Dylan and I - a relationship of "Purpose (and Decision)" posted Dec 9 2008 by moonshinerblues
Ohh. It’s so, so good to properly listen to Dylan after such a long time. After nearly months of his music picking up young dust in my room, I knew I was in the mood for him this evening, and suddenly picked Highway 61 Revisited and played it loud, and was back on the railroad, looking through the moonlight at two different choices. Something about this record means twisted illusions and realities, bold love with dirty and tired consequences, human decision, heavy fingers and round, completed words with a dribbling trail - looking out of barred windows and then rolling meaninglessly in moonlit fields. Colour-wise, it’s made up of dark, monotonous shades of gray and an overcooked, ripe, primitive, and faded green with splashes of maroon and yellow that glow like dark spots when you rub your eyes.
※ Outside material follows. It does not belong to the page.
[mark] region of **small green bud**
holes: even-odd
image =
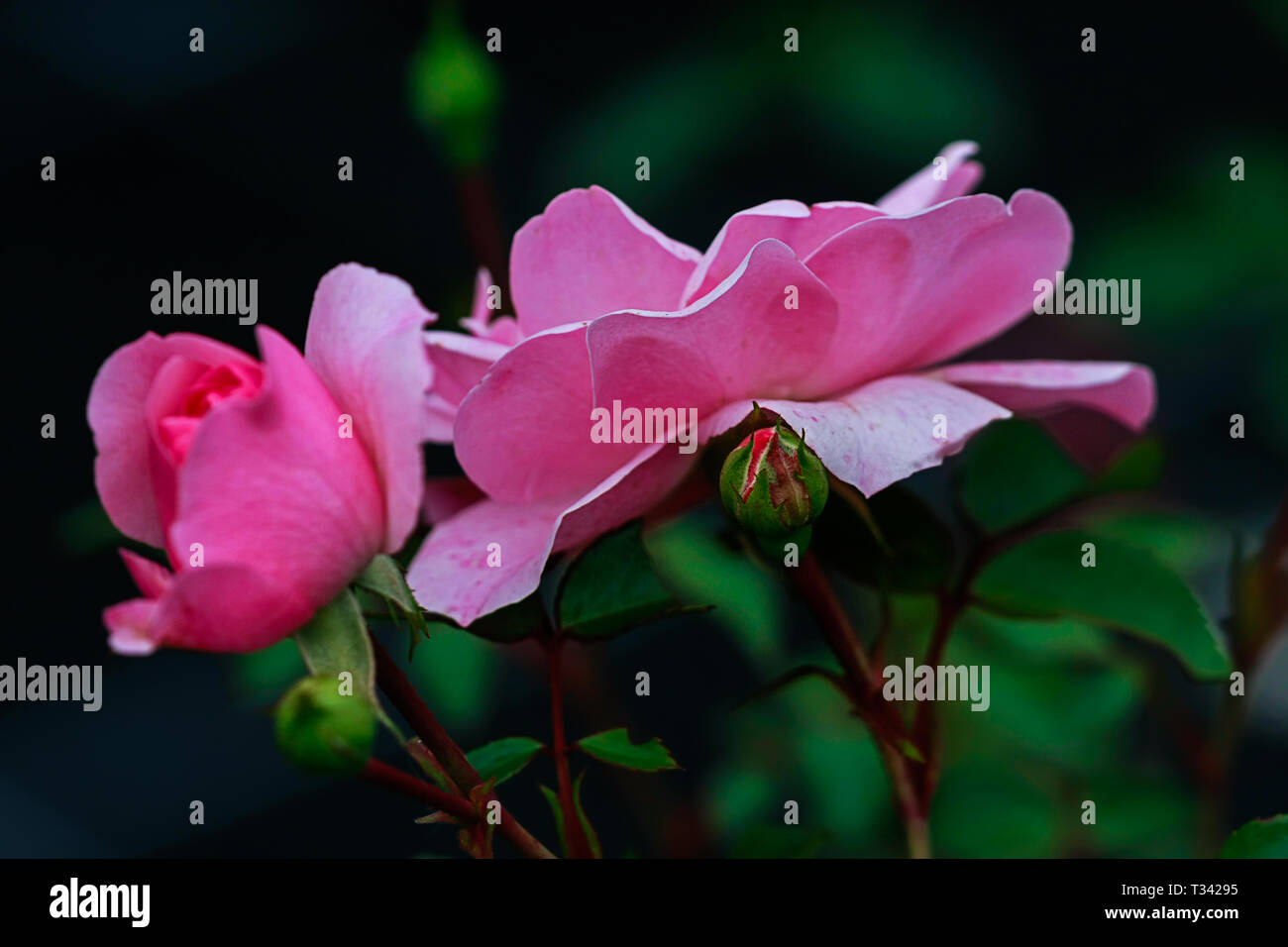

The mood is absolutely tumultuous and structured all at once, like verbal diarrheoa and streams of consciousness inked dirtily, but still purposefully, onto perfectly accentuated paper. I’d give this record an optional (and possibly stupidly abstract) title: Purpose (and Decision).
And so I’d like to break a little word virginity: pure eargasm.
Actually, one of the things I love most about my “relationship” with Dylan’s music is that it goes through intense stages of on/half-off, but I’m continuously aware of it. I know that when I go back to one of his works, I will find something new in it, and enjoy it for often a different reason from before. It’s like reading a book between long breaks - suddenly you feel the urge to pick it up and read it passionately, and it rumbles you with new meaning. Then you close the book, feeling more assured and knowledged about its meaning, and stack it back on the shelf so you look at it when you wake with the new, watery light every morning.